I MasCara nascono nel 2007 a Vergiate (VA). Lucantonio Fusaro (voce, chitarra) e Claudio Piperissa (chitarra) fondano con l'aiuto di Marco Piscitiello (basso) un gruppo di musica rock, fortemente contaminata dalle influenze New Wave e Post Rock, che in questi anni Zero hanno avuto il loro momento di rinascita.
Dopo diversi cambi di line-up alla batteria e alle tastiere, la formazione trova il suo equilibrio con Nicholas Negri (batteria) e Simone Scardoni (piano,synth e violoncello), con i quali iniziano a scrivere i primi pezzi.
Il loro obiettivo è quello di aprirsi un varco tra il mondo della musica indipendente e quello della tradizione rock italiana. Nessuno schieramento, nessuna appartenenza. Il romanticismo a cui si riferiscono è pregno di quell’epicità semplice, ingenuamente disincantata ed ambiziosa.
La loro musica si sposa con i riferimenti del passato e del presente, avanti e indietro sulla linea del tempo, per raccogliere il testimone di gruppi storici italiani come Diaframma, Litfiba e Scisma, attingendo anche dalla Gran Bretagna di Cure, Joy Division ed Editors, fino al Canada degli Arcade Fire.
Solo storie ed esplosioni. I MasCara sono sognatori lucidi alla ricerca dell’eternità e le loro canzoni rappresentano punti di vista e sensazioni, ma anche stati emotivi primordiali, il più delle volte veicolati per mezzo di racconti o miti. Il tentativo è sempre quello di portare alla luce i rapporti umani e gli stati dell'anima comuni a tutti gli uomini e le donne.
A fine Novembre del 2009 i MasCara decidono di incidere il primo Ep dal nome "L'amore e la Filosofia", interamente autoprodotto e contenente cinque brani inediti che riscuotono diversi consensi da parte del web ( Ondarock,Storia della Musica,Fuori dal Mucchio ecc…) e delle riviste di settore (Blow Up e Rumore), ricevendo recensioni positive ed entusiastiche soprattutto per la maturità della loro proposta musicale.

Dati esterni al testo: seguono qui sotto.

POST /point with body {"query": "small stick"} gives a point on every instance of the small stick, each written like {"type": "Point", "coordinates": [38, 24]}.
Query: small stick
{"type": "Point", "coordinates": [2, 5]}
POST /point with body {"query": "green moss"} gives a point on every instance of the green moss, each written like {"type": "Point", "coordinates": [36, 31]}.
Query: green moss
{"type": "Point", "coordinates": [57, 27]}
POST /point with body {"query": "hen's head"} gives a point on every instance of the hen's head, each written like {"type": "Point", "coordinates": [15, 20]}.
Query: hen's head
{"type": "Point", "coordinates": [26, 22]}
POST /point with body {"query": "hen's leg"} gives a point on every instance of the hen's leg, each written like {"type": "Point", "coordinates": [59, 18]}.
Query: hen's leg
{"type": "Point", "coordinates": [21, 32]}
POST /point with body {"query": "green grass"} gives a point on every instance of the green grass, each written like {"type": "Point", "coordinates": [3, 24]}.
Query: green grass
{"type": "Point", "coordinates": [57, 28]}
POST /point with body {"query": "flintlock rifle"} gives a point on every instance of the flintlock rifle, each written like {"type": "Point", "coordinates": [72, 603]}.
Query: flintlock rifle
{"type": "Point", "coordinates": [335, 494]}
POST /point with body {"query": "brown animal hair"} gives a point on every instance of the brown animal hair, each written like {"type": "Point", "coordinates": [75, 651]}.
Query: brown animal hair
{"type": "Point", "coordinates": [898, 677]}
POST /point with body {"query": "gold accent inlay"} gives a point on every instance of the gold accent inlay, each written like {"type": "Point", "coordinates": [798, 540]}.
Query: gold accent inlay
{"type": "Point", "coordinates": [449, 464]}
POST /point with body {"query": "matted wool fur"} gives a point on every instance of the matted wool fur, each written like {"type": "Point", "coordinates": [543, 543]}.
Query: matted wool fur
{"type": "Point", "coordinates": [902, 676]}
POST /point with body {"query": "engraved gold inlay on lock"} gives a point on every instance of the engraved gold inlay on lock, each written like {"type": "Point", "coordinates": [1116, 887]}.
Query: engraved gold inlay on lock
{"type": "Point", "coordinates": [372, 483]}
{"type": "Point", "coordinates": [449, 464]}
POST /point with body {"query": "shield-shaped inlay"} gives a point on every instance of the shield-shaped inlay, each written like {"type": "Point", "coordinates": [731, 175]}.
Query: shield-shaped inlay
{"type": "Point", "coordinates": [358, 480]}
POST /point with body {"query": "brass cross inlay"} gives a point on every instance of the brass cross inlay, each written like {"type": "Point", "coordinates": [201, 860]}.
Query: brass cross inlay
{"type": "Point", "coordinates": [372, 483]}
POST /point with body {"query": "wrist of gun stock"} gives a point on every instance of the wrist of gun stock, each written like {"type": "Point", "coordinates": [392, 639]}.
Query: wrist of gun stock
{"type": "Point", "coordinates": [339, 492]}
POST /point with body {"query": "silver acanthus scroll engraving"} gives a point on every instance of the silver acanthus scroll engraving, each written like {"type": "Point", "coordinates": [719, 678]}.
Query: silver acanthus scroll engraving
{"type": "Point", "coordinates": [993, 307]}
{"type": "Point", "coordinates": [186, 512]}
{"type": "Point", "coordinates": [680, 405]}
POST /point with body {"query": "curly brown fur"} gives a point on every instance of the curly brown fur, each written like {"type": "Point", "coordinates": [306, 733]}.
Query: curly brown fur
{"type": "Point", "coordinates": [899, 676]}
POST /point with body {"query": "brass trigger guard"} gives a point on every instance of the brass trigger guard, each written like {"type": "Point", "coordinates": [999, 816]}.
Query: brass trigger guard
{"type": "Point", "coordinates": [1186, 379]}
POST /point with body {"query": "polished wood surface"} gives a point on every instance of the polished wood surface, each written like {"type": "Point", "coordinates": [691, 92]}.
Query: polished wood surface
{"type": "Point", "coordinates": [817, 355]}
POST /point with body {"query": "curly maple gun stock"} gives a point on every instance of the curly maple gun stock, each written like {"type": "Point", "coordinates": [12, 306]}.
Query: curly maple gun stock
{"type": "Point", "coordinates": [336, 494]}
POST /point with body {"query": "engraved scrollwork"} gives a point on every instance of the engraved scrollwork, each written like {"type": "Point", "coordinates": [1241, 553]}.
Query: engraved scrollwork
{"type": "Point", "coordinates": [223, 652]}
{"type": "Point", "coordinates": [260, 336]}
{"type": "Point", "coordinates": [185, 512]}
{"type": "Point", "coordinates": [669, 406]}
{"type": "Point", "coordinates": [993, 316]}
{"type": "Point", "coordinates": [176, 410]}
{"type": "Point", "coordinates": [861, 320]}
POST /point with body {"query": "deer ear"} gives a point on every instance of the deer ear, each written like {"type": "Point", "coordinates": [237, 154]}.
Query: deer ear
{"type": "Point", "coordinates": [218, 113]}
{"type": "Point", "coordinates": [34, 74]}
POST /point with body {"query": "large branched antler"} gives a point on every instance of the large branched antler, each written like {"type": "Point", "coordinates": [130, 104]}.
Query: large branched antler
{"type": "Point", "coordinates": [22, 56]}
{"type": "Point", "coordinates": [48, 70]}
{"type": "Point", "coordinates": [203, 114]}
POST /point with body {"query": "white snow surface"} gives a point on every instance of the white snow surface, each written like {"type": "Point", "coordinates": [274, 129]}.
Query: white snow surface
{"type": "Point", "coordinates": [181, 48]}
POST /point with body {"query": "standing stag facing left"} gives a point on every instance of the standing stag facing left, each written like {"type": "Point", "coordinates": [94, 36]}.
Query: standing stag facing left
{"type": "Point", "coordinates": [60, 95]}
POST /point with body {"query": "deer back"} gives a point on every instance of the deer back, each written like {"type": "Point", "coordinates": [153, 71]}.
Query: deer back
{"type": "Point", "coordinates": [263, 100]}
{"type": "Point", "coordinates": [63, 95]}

Nel 2012 ecco il loro primo album “Tutti usciamo di casa”, un lavoro composto da dodici brani, registrati presso il Mono Studio di Milano con Matteo Cantaluppi (già al fianco dei MasCara sul primo EP e produttore di The Record's, Edipo, Canadians, Nesli) e Matteo Sandri (Rezophonic, Sananda Matreya), con la collaborazione di Ivan Rossi (Bachi da Pietra, Zen Circus, Virginiana Miller) e Raffaele Stefani (Gianna Nannini, Amor Fou, Morgan).
Da segnalare la partecipazione di un'orchestra composta da giovani musicisti classici dai 17 ai 28 anni diplomati o studenti al Conservatorio (2 violini, viola, violoncello, oboe, fagotto, marimba, flauto, percussioni) ed un coro di bambini (presente nella traccia 11).